Beckman Coulter amends Biosite agreement; on par with Inverness Medical offer

By Lisa Kerner

Charlotte, N.C., May 2 - Beckman Coulter, Inc. entered into a revised merger agreement to acquire Biosite, Inc. in a cash tender offer for $90 per share, or about $1.67 billion, up $5 per share from its prior offer and equal to the latest offer from Inverness Medical Innovations, Inc.

As a result, Beckman Coulter will extend its tender offer for all of Biosite's outstanding common stock until midnight May 15. About 70,000 shares had been tendered as of May 1.

On April 26, Biosite received a binding offer to be acquired by Inverness Medical and gave Beckman Coulter until May 2 to present a revised offer. Otherwise, Biosite said it would end its transaction and pay Beckman Coulter a $50 million termination fee.
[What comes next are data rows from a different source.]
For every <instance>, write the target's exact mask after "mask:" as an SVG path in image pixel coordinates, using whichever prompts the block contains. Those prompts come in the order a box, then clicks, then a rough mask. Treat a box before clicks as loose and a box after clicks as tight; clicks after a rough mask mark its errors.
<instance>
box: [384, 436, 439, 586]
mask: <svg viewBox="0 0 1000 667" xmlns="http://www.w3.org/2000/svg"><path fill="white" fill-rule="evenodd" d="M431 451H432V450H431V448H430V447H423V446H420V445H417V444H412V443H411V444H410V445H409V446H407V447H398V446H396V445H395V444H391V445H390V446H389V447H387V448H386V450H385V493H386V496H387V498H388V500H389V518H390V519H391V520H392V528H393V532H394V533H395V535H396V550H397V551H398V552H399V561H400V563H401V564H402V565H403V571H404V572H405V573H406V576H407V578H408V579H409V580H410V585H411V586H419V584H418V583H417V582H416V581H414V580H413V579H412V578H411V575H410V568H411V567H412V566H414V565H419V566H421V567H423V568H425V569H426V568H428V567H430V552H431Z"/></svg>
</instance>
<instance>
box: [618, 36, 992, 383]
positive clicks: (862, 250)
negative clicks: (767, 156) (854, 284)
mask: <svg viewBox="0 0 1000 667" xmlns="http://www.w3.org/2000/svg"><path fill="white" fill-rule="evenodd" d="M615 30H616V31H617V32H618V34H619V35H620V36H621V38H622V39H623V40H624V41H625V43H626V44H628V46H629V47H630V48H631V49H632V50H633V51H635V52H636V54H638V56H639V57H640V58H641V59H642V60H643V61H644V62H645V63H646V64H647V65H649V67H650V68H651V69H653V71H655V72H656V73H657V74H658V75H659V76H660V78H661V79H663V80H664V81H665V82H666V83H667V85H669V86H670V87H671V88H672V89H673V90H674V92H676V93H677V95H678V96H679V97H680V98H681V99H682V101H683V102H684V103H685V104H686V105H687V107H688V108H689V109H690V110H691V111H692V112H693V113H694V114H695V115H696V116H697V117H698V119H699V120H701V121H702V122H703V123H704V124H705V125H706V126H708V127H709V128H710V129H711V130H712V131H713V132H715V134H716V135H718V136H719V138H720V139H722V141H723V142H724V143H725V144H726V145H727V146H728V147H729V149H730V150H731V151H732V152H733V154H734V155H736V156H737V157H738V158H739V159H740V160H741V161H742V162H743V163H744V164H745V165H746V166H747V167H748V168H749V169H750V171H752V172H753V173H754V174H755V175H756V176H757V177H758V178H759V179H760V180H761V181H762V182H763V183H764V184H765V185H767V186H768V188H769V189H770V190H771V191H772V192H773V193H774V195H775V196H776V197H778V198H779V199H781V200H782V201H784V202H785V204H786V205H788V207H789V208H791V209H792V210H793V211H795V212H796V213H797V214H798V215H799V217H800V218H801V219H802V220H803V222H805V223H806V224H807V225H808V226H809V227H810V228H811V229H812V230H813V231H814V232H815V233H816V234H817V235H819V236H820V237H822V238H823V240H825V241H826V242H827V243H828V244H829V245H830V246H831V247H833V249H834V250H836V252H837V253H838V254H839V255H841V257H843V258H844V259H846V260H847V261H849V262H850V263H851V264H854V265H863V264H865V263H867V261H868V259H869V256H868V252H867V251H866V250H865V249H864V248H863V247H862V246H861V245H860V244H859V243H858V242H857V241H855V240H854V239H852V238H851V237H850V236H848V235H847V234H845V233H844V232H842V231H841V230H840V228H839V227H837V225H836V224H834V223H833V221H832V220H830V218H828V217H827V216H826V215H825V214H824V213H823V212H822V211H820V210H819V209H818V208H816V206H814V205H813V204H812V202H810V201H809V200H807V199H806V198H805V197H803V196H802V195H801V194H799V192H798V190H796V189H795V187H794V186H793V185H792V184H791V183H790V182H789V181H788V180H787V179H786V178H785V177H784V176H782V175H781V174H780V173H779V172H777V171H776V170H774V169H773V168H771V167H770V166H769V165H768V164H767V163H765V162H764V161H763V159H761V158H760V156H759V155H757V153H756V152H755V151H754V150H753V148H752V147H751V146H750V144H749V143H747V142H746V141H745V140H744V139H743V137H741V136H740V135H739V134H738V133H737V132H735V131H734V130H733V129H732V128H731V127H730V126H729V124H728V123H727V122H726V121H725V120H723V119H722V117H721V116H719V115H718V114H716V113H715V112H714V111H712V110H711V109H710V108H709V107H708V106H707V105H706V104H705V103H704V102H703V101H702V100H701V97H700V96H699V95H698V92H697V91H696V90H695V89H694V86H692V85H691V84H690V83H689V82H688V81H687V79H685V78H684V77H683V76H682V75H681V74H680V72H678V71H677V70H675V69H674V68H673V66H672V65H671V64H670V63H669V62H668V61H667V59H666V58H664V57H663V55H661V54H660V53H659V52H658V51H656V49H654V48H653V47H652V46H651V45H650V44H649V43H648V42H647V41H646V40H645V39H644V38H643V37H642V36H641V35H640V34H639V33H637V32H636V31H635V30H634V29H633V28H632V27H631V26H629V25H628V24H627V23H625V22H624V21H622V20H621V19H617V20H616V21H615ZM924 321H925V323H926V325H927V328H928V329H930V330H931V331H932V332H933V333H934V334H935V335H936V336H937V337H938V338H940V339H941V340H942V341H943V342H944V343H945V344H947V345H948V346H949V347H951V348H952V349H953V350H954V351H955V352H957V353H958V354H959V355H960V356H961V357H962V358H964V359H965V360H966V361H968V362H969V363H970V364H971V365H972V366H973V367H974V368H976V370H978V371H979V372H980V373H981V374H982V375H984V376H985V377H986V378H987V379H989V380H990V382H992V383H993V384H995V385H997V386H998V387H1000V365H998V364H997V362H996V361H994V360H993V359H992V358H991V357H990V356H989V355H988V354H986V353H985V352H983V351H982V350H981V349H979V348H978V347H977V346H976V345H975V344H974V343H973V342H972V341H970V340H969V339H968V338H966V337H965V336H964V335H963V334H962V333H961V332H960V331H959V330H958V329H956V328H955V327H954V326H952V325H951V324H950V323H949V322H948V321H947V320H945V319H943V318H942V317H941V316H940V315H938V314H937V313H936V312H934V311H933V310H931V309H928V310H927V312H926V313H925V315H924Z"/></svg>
The Inverness Medical offer included a signed agreement and copies of signed revised commitment letters from proposed financing sources.

The Beckman Coulter agreement calls for substantially all outstanding Biosite stock options to be cashed out at the closing and not rolled over into Beckman Coulter stock options.
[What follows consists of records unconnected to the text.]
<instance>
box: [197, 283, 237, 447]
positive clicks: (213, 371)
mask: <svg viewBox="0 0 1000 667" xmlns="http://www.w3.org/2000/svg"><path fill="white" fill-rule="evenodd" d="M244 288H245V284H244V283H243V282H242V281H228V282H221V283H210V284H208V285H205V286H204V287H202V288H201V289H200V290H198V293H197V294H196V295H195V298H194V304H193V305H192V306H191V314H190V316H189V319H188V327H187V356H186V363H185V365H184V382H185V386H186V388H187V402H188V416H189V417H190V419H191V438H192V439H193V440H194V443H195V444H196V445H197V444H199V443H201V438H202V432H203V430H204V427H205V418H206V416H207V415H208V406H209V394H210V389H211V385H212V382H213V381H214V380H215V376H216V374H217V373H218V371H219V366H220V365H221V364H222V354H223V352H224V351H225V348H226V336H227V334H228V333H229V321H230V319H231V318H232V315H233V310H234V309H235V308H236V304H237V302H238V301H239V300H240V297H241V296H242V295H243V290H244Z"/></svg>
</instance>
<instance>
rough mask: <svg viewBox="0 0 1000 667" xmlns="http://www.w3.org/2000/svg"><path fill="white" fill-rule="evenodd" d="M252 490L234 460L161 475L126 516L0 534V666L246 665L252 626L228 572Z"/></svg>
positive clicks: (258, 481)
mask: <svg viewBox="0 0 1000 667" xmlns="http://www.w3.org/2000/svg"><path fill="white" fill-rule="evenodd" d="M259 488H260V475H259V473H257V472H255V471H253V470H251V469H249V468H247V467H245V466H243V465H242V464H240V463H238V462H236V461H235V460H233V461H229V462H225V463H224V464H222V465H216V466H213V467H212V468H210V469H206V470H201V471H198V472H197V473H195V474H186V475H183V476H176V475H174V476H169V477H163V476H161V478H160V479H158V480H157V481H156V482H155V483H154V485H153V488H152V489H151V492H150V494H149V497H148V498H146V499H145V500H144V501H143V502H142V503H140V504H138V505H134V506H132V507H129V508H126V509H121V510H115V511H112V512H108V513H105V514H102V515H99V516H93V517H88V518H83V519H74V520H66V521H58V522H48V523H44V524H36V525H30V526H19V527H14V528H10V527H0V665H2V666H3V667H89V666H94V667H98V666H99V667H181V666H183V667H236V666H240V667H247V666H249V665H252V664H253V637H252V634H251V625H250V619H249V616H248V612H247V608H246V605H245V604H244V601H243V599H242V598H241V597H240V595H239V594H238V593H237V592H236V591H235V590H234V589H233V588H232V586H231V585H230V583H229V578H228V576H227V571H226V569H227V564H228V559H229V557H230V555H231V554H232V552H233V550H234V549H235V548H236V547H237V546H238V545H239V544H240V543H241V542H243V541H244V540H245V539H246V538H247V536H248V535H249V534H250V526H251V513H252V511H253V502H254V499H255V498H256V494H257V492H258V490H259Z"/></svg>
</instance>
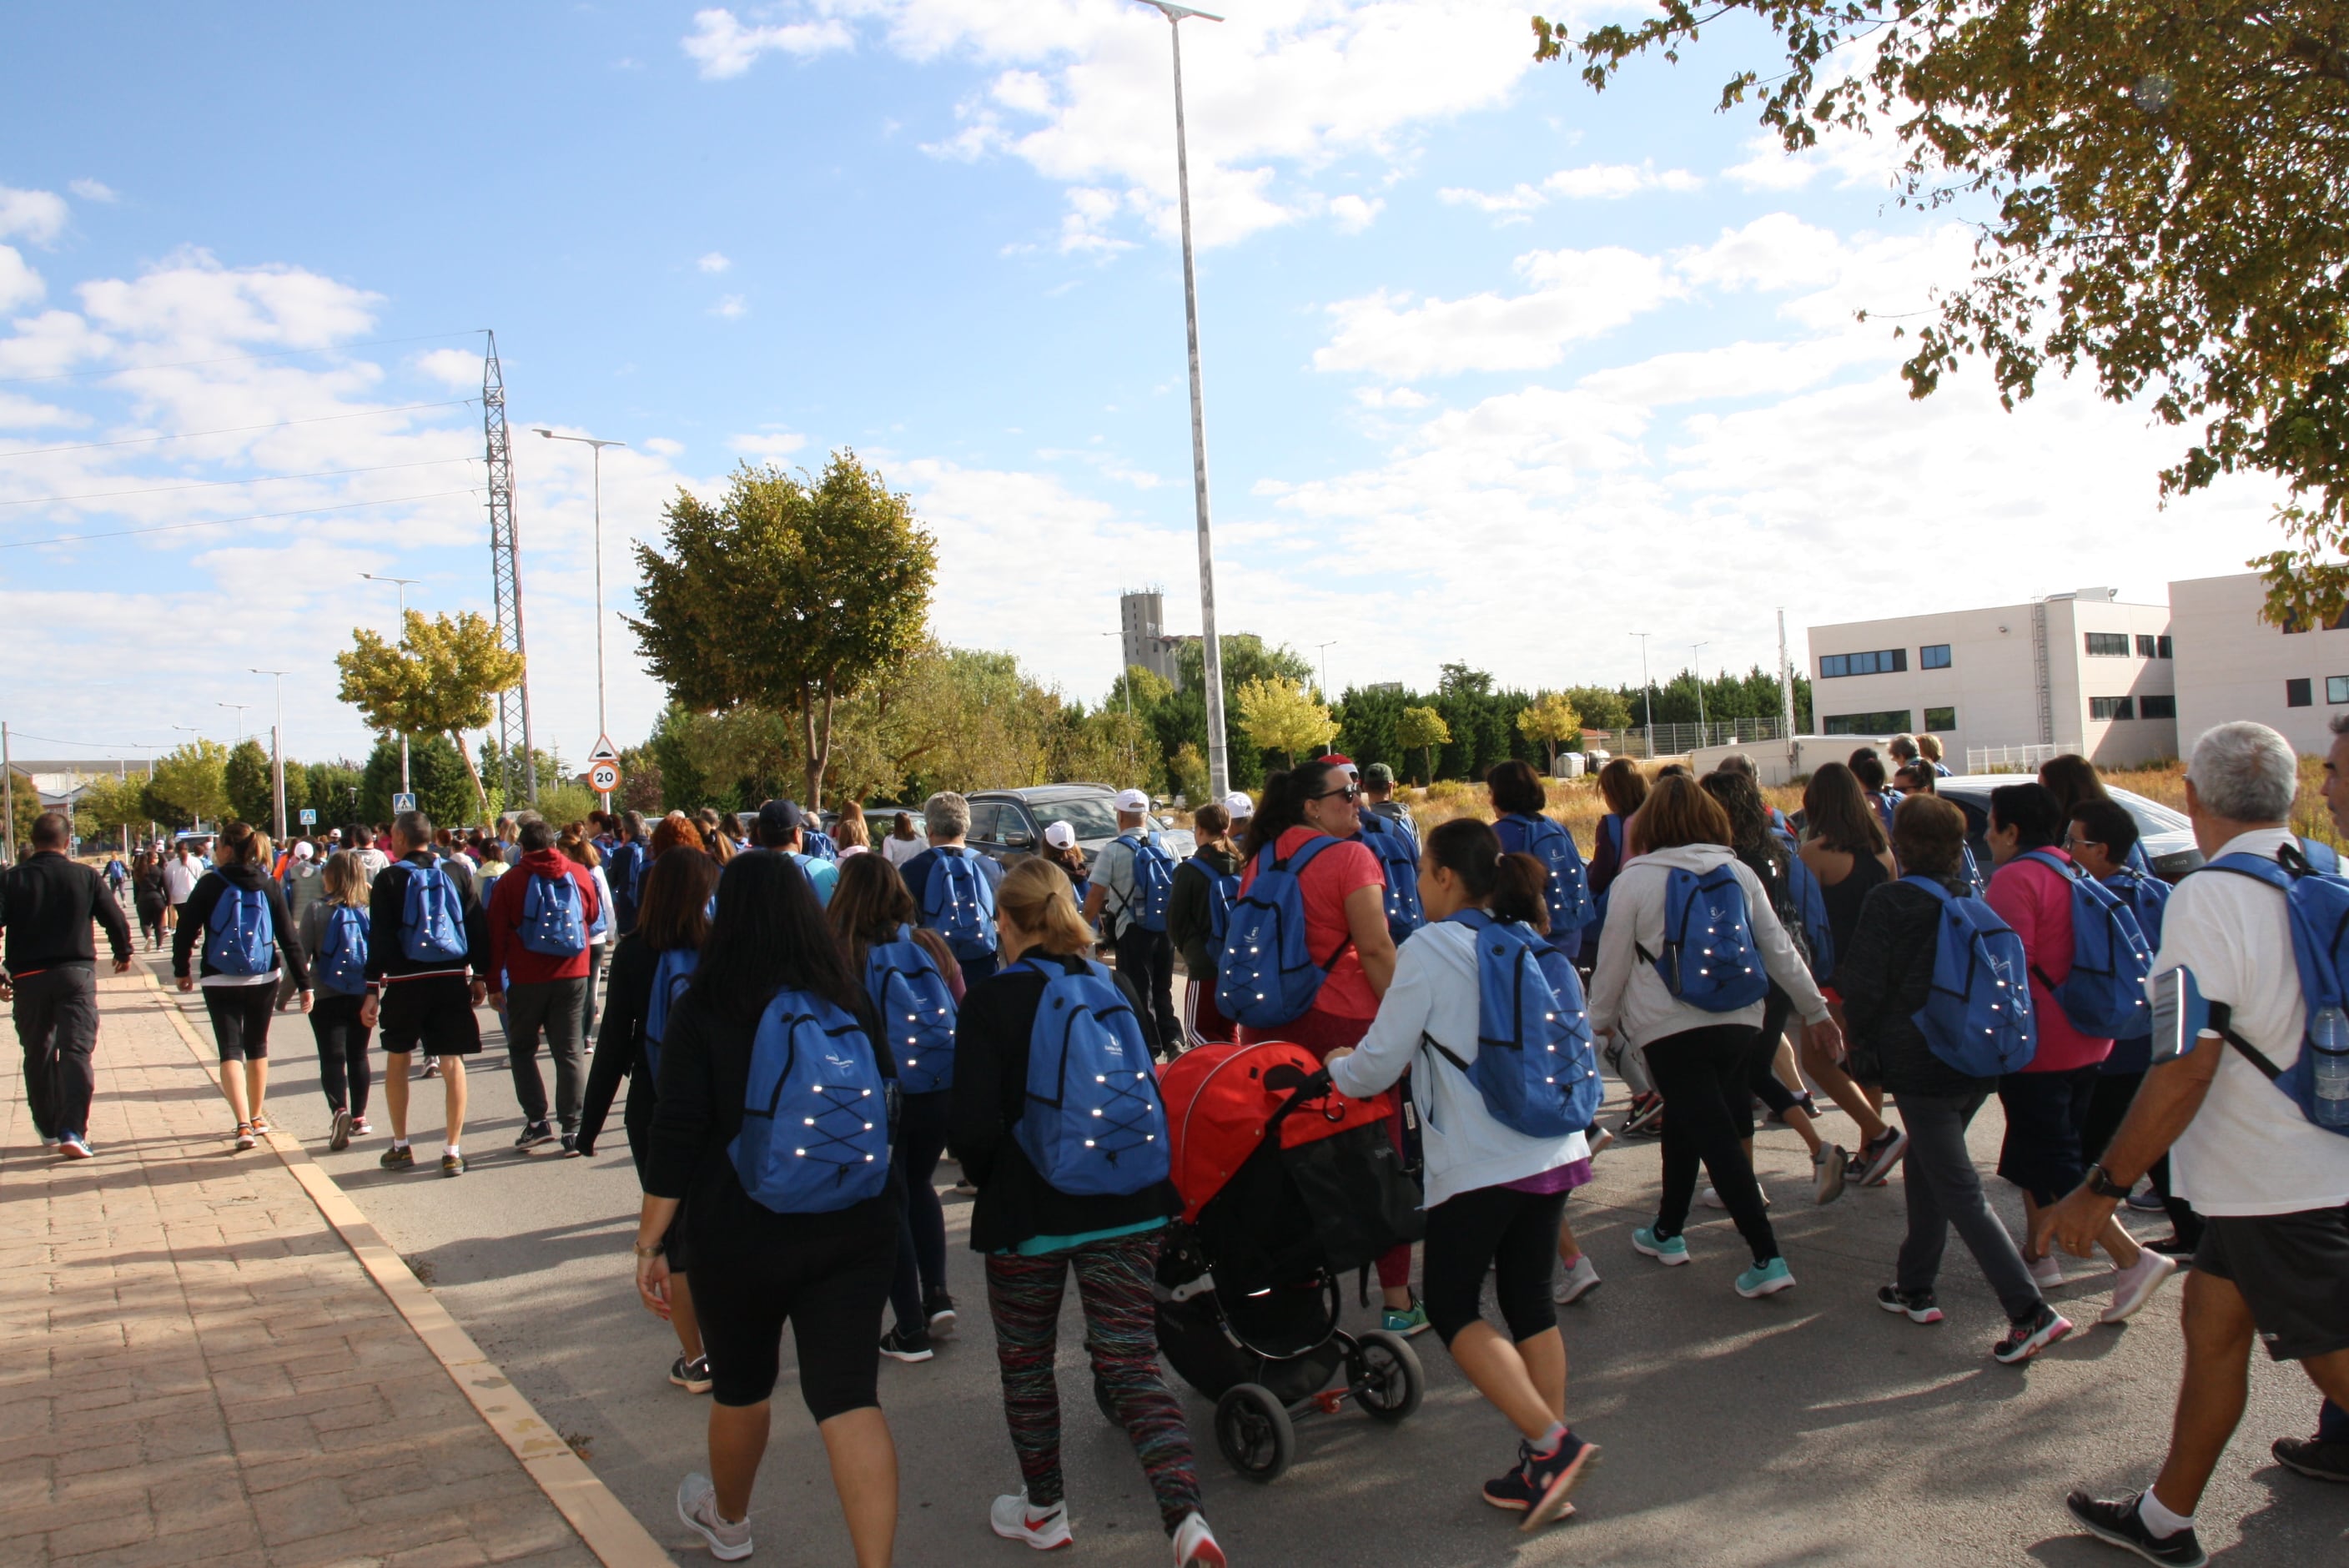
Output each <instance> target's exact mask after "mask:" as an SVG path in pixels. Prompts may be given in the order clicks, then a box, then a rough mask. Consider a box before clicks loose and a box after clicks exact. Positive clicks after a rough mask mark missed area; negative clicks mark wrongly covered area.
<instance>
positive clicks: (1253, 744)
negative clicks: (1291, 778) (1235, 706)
mask: <svg viewBox="0 0 2349 1568" xmlns="http://www.w3.org/2000/svg"><path fill="white" fill-rule="evenodd" d="M1233 699H1236V702H1238V709H1240V732H1243V735H1247V744H1250V746H1254V749H1257V751H1278V753H1280V756H1283V758H1285V761H1287V763H1290V768H1294V765H1297V753H1299V751H1304V749H1306V746H1327V744H1330V737H1332V735H1337V723H1334V721H1332V718H1330V709H1325V707H1322V704H1320V702H1313V692H1311V690H1306V685H1304V681H1294V683H1292V681H1271V678H1259V681H1245V683H1243V685H1240V690H1238V692H1233Z"/></svg>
In addition, all necessary regulatory clearances have been received and approval by Beckman Coulter's shareholders is not required, according to a company news release.

Morgan Stanley is acting as financial adviser to Beckman Coulter, with financing for the transaction fully committed by Morgan Stanley and Citigroup. Latham & Watkins, LLP is legal counsel to Beckman Coulter.

"The compelling strategic rationale and economics of this transaction should enable us to achieve this objective at the revised price," Beckman Coulter president and chief executive officer Scott Garrett said in the release.

"At the revised price, we expect the transaction will immediately accelerate Beckman Coulter's revenue growth, improve its operating margins, and, based on the specifics of the permanent financing and the timing of synergies, the transaction is expected to be essentially neutral or modestly accretive to 2008 GAAP earnings per share."

Beckman Coulter and Biosite's March 24 merger agreement called for Beckman Coulter's wholly owned subsidiary Louisiana Acquisition Sub, Inc. to begin an $85-per-share cash tender offer to acquire Biosite's outstanding shares. That offer was slated to end at on April 27 with the option to be extended until May 2.

Biosite is a San Diego-based biomedical company that develops products used in making medical diagnoses.

Beckman Coulter, located in Fullerton, Calif., develops products to automate biomedical tests.

Inverness, a diagnostic device developer based in Waltham, Mass., owned roughly 4.7% of Biosite's outstanding common stock as of April 5.